V Edición
Curso 2008 - 2009
El viaje incierto
Núria Martínez Labuiga, 16 años
Colegio Vilavella (Valencia)
Por primera vez desde hacía mucho tiempo, el joven monje tibetano se quitó la túnica y se vistió con ropa occidental. Su mentor lo abrazó y empujó dentro de un coche junto a otros dos monjes más mayores y un conductor indio. No llevaba nada consigo. Sabía que debía marchar rápido. Nadie le había dicho por qué ni dónde, pero debían huir.
El viaje sería largo y duro. Tal vez los papeles falsos que llevaban en el bolsillo serían insuficientes para cruzar la frontera. Tal vez se quedaran atrapados entre las montañas repletas de nieve.

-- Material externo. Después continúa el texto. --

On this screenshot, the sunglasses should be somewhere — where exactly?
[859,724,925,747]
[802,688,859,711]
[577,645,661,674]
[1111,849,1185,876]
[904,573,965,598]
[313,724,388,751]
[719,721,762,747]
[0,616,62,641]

Cientos de preguntas se arremolinaban en su mente inexperta. Durante casi una hora no dejó de mirar por la ventanilla, para que se le quedara impreso cada centímetro de aquella tierra, desde el pico más alto hasta la piedra más insignificante del valle: no podía olvidarse de tanta belleza. Gracias a sus recuerdos podría describir el Tíbet a todos los que nunca pisaron aquel paraíso.
Miró a su compañero de asiento y lo vio pálido, sin expresión alguna en los ojos. Pidió al chofer que se detuviera. Tras una breve discusión, todos bajaron del coche y ayudaron al enfermo a llegar hasta un riachuelo cercano. Le dieron de beber y le humedecieron la cara: tan solo estaba mareado; jamás había montado en auto.

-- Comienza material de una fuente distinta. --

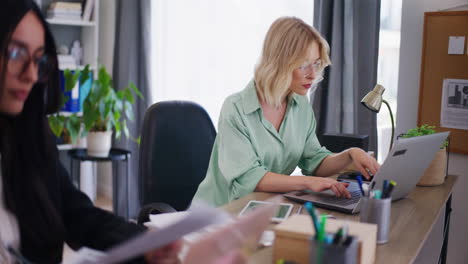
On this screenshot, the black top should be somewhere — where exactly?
[68,148,130,161]
[18,162,146,263]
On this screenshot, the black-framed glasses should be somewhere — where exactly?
[7,247,34,264]
[7,44,52,82]
[298,60,322,77]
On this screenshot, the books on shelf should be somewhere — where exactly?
[57,54,76,70]
[47,2,82,21]
[82,0,95,21]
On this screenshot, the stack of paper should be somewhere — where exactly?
[63,200,278,264]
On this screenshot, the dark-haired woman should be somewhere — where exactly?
[0,0,180,263]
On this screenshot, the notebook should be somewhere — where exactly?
[284,132,449,214]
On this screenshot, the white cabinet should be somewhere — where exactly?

El conductor les animó a continuar. Antes de que estuvieran todos en pie, el coche estalló en mil pedazos. Un terrible zambombazo invadió la ladera. Saltaron al suelo, detrás de una roca. La metralla no les alcanzó.
Cuando se hizo el silencio y los retumbes del eco se deshicieron en la lejanía, uno de los monjes soltó el veredicto que todos pensaban:
<<Alguien nos ha traicionado>>.
El conductor se incorporó, nervioso: no podían continuar. Tampoco podían volver al templo. Por si fuera poco, la explosión habría alertado a los soldados, así que tampoco podían quedarse.
Los otros dos monjes miraban al suelo: no saldrían de allí con vida. Sin embargo, el novicio rió de alegría. Si su acompañante no se hubiese mareado, estarían todos muertos. Aun quedaba esperanza.